Summary: dev-lang/nasm: multiple vulnerabilities
Product: Gentoo Security Reporter: John Helmert III <ajak>
Component: VulnerabilitiesAssignee: Gentoo Security <security>
Status: RESOLVED INVALID    
Severity: normal CC: matthew
Priority: Normal    
Version: unspecified   
Hardware: All   
OS: Linux   
Whiteboard:
Package list:
Runtime testing required: ---

Description John Helmert III archtester Gentoo Infrastructure gentoo-dev Security 2023-11-25 18:31:13 UTC 
CVE-2020-21685 (https://bugzilla.nasm.us/show_bug.cgi?id=3392644):

Buffer Overflow vulnerability in hash_findi function in hashtbl.c in nasm 2.15rc0 allows remote attackers to cause a denial of service via crafted asm file.

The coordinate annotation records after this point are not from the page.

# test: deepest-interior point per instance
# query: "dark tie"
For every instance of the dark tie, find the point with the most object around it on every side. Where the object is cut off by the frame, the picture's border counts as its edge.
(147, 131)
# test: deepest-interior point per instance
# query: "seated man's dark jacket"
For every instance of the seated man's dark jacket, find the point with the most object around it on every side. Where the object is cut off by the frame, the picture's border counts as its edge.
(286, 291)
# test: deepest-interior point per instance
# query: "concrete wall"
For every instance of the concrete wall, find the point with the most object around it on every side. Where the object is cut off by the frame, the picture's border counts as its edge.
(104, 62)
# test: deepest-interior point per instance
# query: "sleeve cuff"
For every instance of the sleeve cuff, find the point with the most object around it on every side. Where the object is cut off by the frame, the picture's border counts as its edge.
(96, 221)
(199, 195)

CVE-2020-21687 (https://bugzilla.nasm.us/show_bug.cgi?id=3392645):

Buffer Overflow vulnerability in scan function in stdscan.c in nasm 2.15rc0 allows remote attackers to cause a denial of service via crafted asm file.

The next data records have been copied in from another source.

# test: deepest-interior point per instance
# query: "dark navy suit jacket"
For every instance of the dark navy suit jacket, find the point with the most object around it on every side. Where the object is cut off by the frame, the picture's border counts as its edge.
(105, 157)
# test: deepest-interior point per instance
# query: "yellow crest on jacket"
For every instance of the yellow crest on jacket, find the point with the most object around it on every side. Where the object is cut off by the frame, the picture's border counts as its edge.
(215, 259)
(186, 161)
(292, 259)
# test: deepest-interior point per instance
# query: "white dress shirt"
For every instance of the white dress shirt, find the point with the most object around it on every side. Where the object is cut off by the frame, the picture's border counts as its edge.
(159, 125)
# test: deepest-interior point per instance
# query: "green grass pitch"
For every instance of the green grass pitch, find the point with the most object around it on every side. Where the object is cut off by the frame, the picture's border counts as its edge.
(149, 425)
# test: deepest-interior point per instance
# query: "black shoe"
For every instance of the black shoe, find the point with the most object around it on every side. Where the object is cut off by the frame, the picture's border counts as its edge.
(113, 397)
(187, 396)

Upstream couldn't reproduce, so calling these invalid for now, I guess.
Comment 1 John Helmert III archtester Gentoo Infrastructure gentoo-dev Security 2023-11-25 18:31:43 UTC 
CVE-2020-21686 (https://bugzilla.nasm.us/show_bug.cgi?id=3392643):

A stack-use-after-scope issue discovered in expand_mmac_params function in preproc.c in nasm before 2.15.04 allows remote attackers to cause a denial of service via crafted asm file.